Atwater, second son of Charles and Lucy C. (Root) Atwater, was born in New Haven, Connecticut, on January 2, 1815. His father was President of the Iron and Steel Works, a banker, and a West India merchant. He graduated from Yale College in 1834.

After graduation, he spent a year in the Princeton Theological Seminary, but in 1835 he became a member of a firm of wholesale grocers in Philadelphia, where he married Mary, daughter of Joseph Montgomery, on Sept. 26, 1836. In 1840 he returned to New Haven, where the rest of his life was spent.

He was for many years extensively engaged in the wholesale iron and hardware business, and was prominent in many public interests in New Haven. In 1861 he was a representative in the Connecticut Legislature, and in 1862 a member of the Connecticut Senate. His interest in the Birmingham Iron and Steel Works led him to be an active promoter of the New Haven and Derby Railroad, of which he was long the Treasurer.

In 1872 he was the Democratic candidate for Lieutenant-Governor, and in two later years was nominated by the Greenback party for the office of Governor.

He died in New Haven from Bright's disease, after about a week's illness, on December 6, 1891, in his 77th year. He lived at John Cook House, a property he acquired in 1858 in New Haven, Connecticut.

==Children==

His wife died on July 5, 1855, and on October 15, 1856, he married her sister, Emily Montgomery, who died in October, 1885. Six children survived him—a son and two daughters by the first marriage, and two daughters and a son by the second. The youngest daughter was married to David Daggett and the younger son graduated Yale's Sheffield Scientific School in 1879.

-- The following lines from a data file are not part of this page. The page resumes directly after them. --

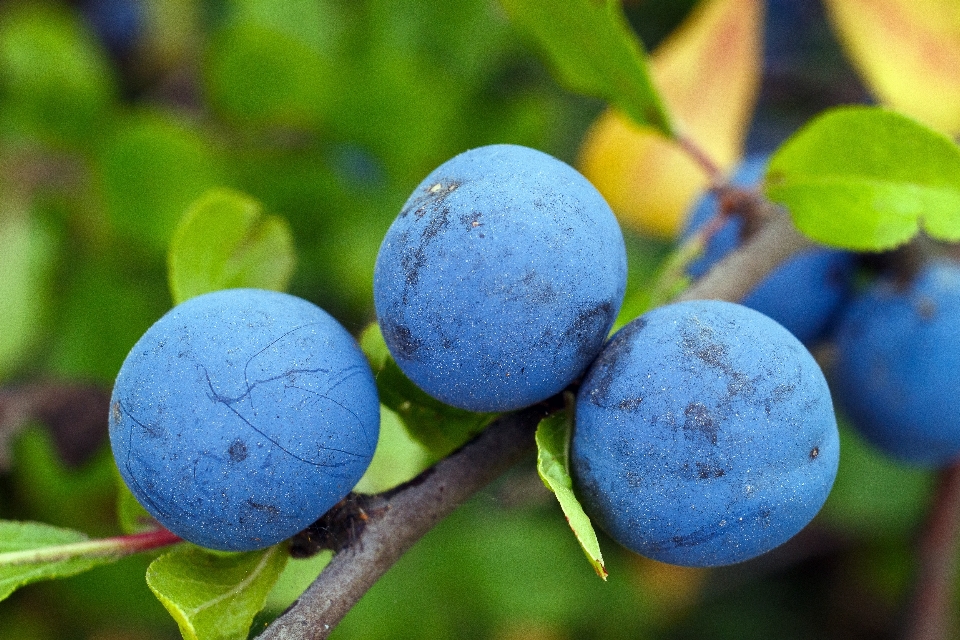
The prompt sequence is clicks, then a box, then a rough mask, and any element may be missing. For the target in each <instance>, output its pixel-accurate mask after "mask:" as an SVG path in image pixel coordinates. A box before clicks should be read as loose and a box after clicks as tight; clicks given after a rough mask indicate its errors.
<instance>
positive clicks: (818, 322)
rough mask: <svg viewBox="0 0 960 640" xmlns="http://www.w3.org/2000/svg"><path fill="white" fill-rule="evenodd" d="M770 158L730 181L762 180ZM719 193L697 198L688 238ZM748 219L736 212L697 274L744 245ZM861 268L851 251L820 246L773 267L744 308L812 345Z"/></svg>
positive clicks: (731, 182)
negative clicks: (740, 215)
mask: <svg viewBox="0 0 960 640" xmlns="http://www.w3.org/2000/svg"><path fill="white" fill-rule="evenodd" d="M766 166H767V157H765V156H753V157H750V158H747V159H746V160H744V162H743V164H742V165H741V166H740V167H739V168H738V169H737V172H736V173H735V174H734V176H733V178H732V180H731V184H732V185H734V186H738V187H743V188H748V187H753V186H756V184H757V183H759V182H760V181H761V180H762V179H763V175H764V172H765V171H766ZM719 206H720V203H719V200H718V198H717V196H716V195H714V194H712V193H708V194H706V195H704V196H703V197H702V198H700V200H698V201H697V204H696V205H695V207H694V209H693V212H692V213H691V214H690V219H689V220H688V222H687V225H686V227H685V229H684V231H683V238H684V239H686V238H689V237H690V236H692V235H693V234H694V233H695V232H696V231H698V230H699V229H700V228H701V227H702V226H703V225H705V224H707V222H709V221H710V220H711V219H713V217H714V216H715V215H716V214H717V211H718V210H719ZM742 230H743V220H742V219H740V218H738V217H736V216H734V217H731V218H730V219H729V220H727V221H726V222H725V223H724V225H723V226H722V227H721V228H720V229H719V230H718V231H717V232H716V233H715V234H714V235H713V237H712V238H711V239H710V241H709V242H708V243H707V246H706V248H705V250H704V255H703V256H702V257H701V258H700V259H699V260H696V261H695V262H694V263H693V264H691V265H690V268H689V272H690V275H692V276H693V277H697V278H698V277H700V276H702V275H703V274H705V273H706V272H707V271H708V270H709V269H710V268H711V267H712V266H713V265H715V264H716V263H717V262H719V261H720V259H721V258H723V257H724V256H725V255H727V254H728V253H730V252H731V251H733V250H734V249H737V248H738V247H739V246H740V245H741V244H742V242H741V237H740V236H741V232H742ZM855 266H856V260H855V257H854V255H853V254H851V253H849V252H847V251H839V250H836V249H827V248H824V247H816V248H813V249H808V250H806V251H802V252H800V253H798V254H796V255H794V256H791V257H790V258H788V259H787V260H786V261H784V262H783V263H782V264H781V265H780V266H778V267H776V268H775V269H774V270H773V271H771V272H770V273H769V274H768V275H767V276H766V277H765V278H764V279H763V280H761V281H760V283H759V284H758V285H757V286H756V287H754V288H753V290H751V291H750V292H749V293H748V294H747V295H746V296H745V297H744V298H743V300H742V301H741V302H742V303H743V304H744V305H745V306H747V307H750V308H751V309H755V310H757V311H759V312H760V313H763V314H765V315H768V316H770V317H771V318H773V319H774V320H776V321H777V322H779V323H780V324H782V325H783V326H784V327H786V328H787V329H788V330H790V332H791V333H793V335H795V336H796V337H797V338H799V339H800V341H801V342H803V343H805V344H811V343H813V342H815V341H816V340H818V339H820V338H822V337H823V336H824V335H825V333H826V332H827V331H828V330H829V328H830V326H831V323H832V321H833V320H834V318H835V316H836V314H837V312H838V311H839V309H840V308H841V307H842V305H843V304H844V303H845V302H846V301H848V300H849V299H850V295H851V286H850V284H851V281H852V279H853V272H854V268H855Z"/></svg>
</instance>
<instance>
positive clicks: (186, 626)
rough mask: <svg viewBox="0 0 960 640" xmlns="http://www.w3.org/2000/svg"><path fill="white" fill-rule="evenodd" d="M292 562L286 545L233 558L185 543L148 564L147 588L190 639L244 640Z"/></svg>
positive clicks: (181, 632)
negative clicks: (252, 622)
mask: <svg viewBox="0 0 960 640" xmlns="http://www.w3.org/2000/svg"><path fill="white" fill-rule="evenodd" d="M288 558H289V556H288V555H287V550H286V547H285V546H284V545H274V546H272V547H270V548H268V549H264V550H262V551H249V552H245V553H229V554H227V553H216V552H213V551H208V550H206V549H201V548H200V547H196V546H193V545H184V546H183V547H181V548H179V549H175V550H174V551H171V552H170V553H167V554H165V555H162V556H160V557H159V558H157V559H156V560H154V561H153V562H152V563H151V564H150V567H149V568H148V569H147V585H148V586H149V587H150V590H151V591H153V593H154V595H156V596H157V599H159V600H160V602H161V603H162V604H163V606H164V607H166V608H167V611H169V612H170V615H172V616H173V618H174V619H175V620H176V621H177V624H178V625H180V633H181V634H182V635H183V637H184V638H185V639H186V640H244V639H245V638H246V637H247V634H248V632H249V630H250V624H251V623H252V622H253V617H254V616H255V615H256V614H257V613H258V612H259V611H260V610H261V609H262V608H263V606H264V603H265V602H266V600H267V594H268V593H270V590H271V589H272V588H273V585H274V583H276V581H277V578H279V577H280V573H281V572H282V571H283V568H284V566H285V565H286V564H287V559H288Z"/></svg>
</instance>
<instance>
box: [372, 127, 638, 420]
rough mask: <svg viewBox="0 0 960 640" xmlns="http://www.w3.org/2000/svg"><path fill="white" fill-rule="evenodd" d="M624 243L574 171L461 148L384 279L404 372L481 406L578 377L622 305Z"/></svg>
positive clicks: (428, 190)
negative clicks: (467, 149)
mask: <svg viewBox="0 0 960 640" xmlns="http://www.w3.org/2000/svg"><path fill="white" fill-rule="evenodd" d="M626 274H627V268H626V251H625V248H624V244H623V236H622V235H621V232H620V228H619V226H618V224H617V221H616V219H615V218H614V216H613V213H612V212H611V211H610V207H609V206H608V205H607V203H606V202H605V201H604V200H603V197H602V196H601V195H600V194H599V193H598V192H597V190H596V189H594V188H593V186H592V185H591V184H590V183H589V182H588V181H587V180H586V178H584V177H583V176H581V175H580V174H579V173H578V172H577V171H576V170H574V169H572V168H571V167H570V166H568V165H566V164H564V163H563V162H560V161H559V160H557V159H555V158H553V157H551V156H549V155H547V154H544V153H541V152H539V151H535V150H533V149H528V148H525V147H520V146H514V145H494V146H488V147H481V148H479V149H473V150H471V151H467V152H465V153H462V154H460V155H458V156H456V157H455V158H453V159H452V160H449V161H447V162H446V163H444V164H442V165H441V166H440V167H438V168H437V169H435V170H434V171H433V172H432V173H431V174H430V175H428V176H427V177H426V179H424V181H423V182H421V183H420V185H419V186H418V187H417V188H416V190H415V191H414V193H413V195H411V196H410V199H409V200H407V203H406V204H405V205H404V207H403V209H402V211H401V212H400V215H399V217H397V219H396V220H395V221H394V223H393V224H392V225H391V227H390V229H389V231H388V232H387V235H386V237H385V238H384V241H383V244H382V246H381V247H380V253H379V254H378V256H377V263H376V270H375V273H374V299H375V303H376V309H377V319H378V320H379V322H380V327H381V329H382V330H383V335H384V338H385V339H386V342H387V346H388V347H389V349H390V352H391V354H392V355H393V357H394V359H395V360H396V361H397V364H398V365H399V366H400V368H401V369H402V370H403V372H404V373H405V374H406V375H407V376H408V377H409V378H410V379H411V380H412V381H413V382H415V383H416V384H417V385H418V386H419V387H420V388H422V389H423V390H424V391H425V392H427V393H428V394H430V395H431V396H433V397H435V398H437V399H438V400H441V401H442V402H445V403H447V404H450V405H453V406H456V407H460V408H463V409H467V410H472V411H506V410H511V409H517V408H520V407H525V406H529V405H531V404H535V403H537V402H539V401H541V400H544V399H546V398H548V397H550V396H552V395H553V394H555V393H558V392H559V391H561V390H562V389H563V388H564V387H566V386H567V385H569V384H570V383H571V382H572V381H573V380H574V379H575V378H577V377H578V376H579V375H580V374H581V373H582V372H583V370H584V369H585V368H586V367H587V366H588V365H589V364H590V362H591V361H592V360H593V358H594V357H595V356H596V354H597V353H598V352H599V350H600V347H601V346H602V345H603V341H604V339H605V338H606V335H607V333H608V332H609V330H610V327H611V326H612V324H613V321H614V319H615V318H616V316H617V313H618V311H619V308H620V304H621V302H622V301H623V294H624V290H625V288H626Z"/></svg>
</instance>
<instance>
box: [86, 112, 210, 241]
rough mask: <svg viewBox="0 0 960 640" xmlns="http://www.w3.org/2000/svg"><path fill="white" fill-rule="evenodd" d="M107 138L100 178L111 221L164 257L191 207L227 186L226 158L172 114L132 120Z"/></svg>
mask: <svg viewBox="0 0 960 640" xmlns="http://www.w3.org/2000/svg"><path fill="white" fill-rule="evenodd" d="M105 138H106V139H105V141H104V142H103V147H102V149H101V153H100V155H99V157H98V161H99V163H98V164H99V171H98V175H99V177H100V179H101V185H100V187H101V188H102V190H103V201H104V205H105V209H106V212H107V216H108V218H109V221H110V223H111V225H112V227H113V229H114V230H115V231H116V232H117V233H118V234H119V235H120V236H122V237H123V238H124V239H127V240H132V241H133V242H135V243H137V245H139V246H140V247H144V248H147V249H150V250H152V251H155V252H156V253H157V254H158V255H163V254H164V253H165V252H166V251H167V248H168V245H169V243H170V238H171V237H172V236H173V231H174V229H175V228H176V226H177V223H178V222H179V220H180V219H181V218H182V217H183V212H184V211H186V209H187V207H189V206H190V204H191V203H192V202H193V201H194V200H195V199H196V198H198V197H200V196H201V195H202V194H203V193H204V192H205V191H207V190H208V189H210V188H212V187H215V186H217V185H219V184H223V182H224V180H225V178H224V173H225V170H224V168H223V165H222V163H223V156H221V155H220V154H219V153H218V152H217V148H216V147H215V145H214V140H212V139H211V138H210V137H209V134H208V133H207V132H206V131H204V130H202V129H199V128H194V127H192V126H190V125H189V124H188V121H187V120H186V119H184V118H179V117H177V116H175V115H174V114H171V113H163V112H139V113H133V114H129V115H127V116H125V118H124V119H123V120H122V121H121V122H120V123H119V125H118V126H117V127H116V129H115V130H113V131H112V132H111V133H110V134H109V135H106V136H105Z"/></svg>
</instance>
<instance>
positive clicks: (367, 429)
mask: <svg viewBox="0 0 960 640" xmlns="http://www.w3.org/2000/svg"><path fill="white" fill-rule="evenodd" d="M379 428H380V405H379V401H378V396H377V389H376V384H375V382H374V379H373V374H372V373H371V371H370V367H369V365H368V364H367V360H366V358H365V357H364V355H363V353H362V352H361V351H360V348H359V347H358V346H357V343H356V342H355V341H354V339H353V337H352V336H351V335H350V334H349V333H347V331H346V330H345V329H344V328H343V327H341V326H340V325H339V324H338V323H337V322H336V320H334V319H333V318H332V317H331V316H330V315H328V314H327V313H326V312H325V311H323V310H322V309H320V308H319V307H317V306H315V305H313V304H311V303H309V302H307V301H306V300H302V299H300V298H297V297H295V296H291V295H288V294H285V293H277V292H274V291H263V290H257V289H229V290H225V291H218V292H216V293H209V294H205V295H201V296H198V297H196V298H192V299H190V300H187V301H186V302H184V303H182V304H180V305H178V306H177V307H175V308H173V309H172V310H171V311H169V312H168V313H167V314H166V315H164V316H163V317H162V318H160V320H158V321H157V322H156V323H155V324H154V325H153V326H152V327H150V329H149V330H147V332H146V333H145V334H144V335H143V337H141V338H140V340H139V341H138V342H137V343H136V345H135V346H134V347H133V349H132V350H131V351H130V353H129V355H128V356H127V358H126V360H125V361H124V363H123V366H122V367H121V369H120V373H119V375H118V376H117V380H116V383H115V385H114V388H113V395H112V398H111V411H110V443H111V445H112V447H113V454H114V457H115V458H116V461H117V466H118V467H119V469H120V473H121V475H122V476H123V479H124V480H125V481H126V483H127V486H128V487H130V490H131V491H132V492H133V494H134V496H136V498H137V500H139V501H140V503H141V504H142V505H143V506H144V507H145V508H146V509H147V511H149V512H150V513H151V514H152V515H153V516H154V517H155V518H156V519H157V520H158V521H159V522H160V523H161V524H162V525H164V526H165V527H167V528H168V529H170V531H172V532H174V533H175V534H177V535H179V536H180V537H182V538H184V539H185V540H189V541H190V542H193V543H195V544H198V545H200V546H203V547H209V548H212V549H220V550H229V551H247V550H252V549H259V548H264V547H268V546H270V545H272V544H275V543H277V542H280V541H281V540H284V539H286V538H289V537H290V536H292V535H294V534H296V533H297V532H299V531H301V530H302V529H304V528H306V527H307V526H308V525H310V524H311V523H313V522H314V521H315V520H317V518H319V517H320V516H321V515H322V514H323V513H324V512H326V511H327V510H328V509H329V508H330V507H332V506H333V505H334V504H336V503H337V502H338V501H339V500H340V499H342V498H343V497H344V496H345V495H346V494H347V493H348V492H349V491H350V490H351V489H352V488H353V487H354V485H355V484H356V483H357V481H358V480H359V479H360V477H361V476H362V475H363V473H364V471H365V470H366V468H367V466H368V465H369V464H370V461H371V459H372V458H373V452H374V448H375V447H376V444H377V437H378V434H379Z"/></svg>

His daughter Sarah Atwater Denman became a philanthropist and close friend of Ralph Waldo Emerson. Her family, the Denmans, eventually achieved wealth in real estate, with an estate worth about $100,000 in 1870 records. The couple had met in 1825 at a gala in honor of the Marquis de la Fayette, a Major General of George Washington and member of the House of La Fayette. Mr. Denman of the Denman family was of royal descent through King James II of England, and Mrs. Atwater was from the Yale family who had helped found Yale College. Mathias Denman was a cofounder with Colonel Robert Patterson of Cincinnati, Ohio.

Sarah gave money to establish the Sarah Denman Hospital, now known as Blessing Hospital in Quincy, Illinois, and to various projects such as the Quincy Free Public Library, Sarah Atwater Denman Elementary School, and others.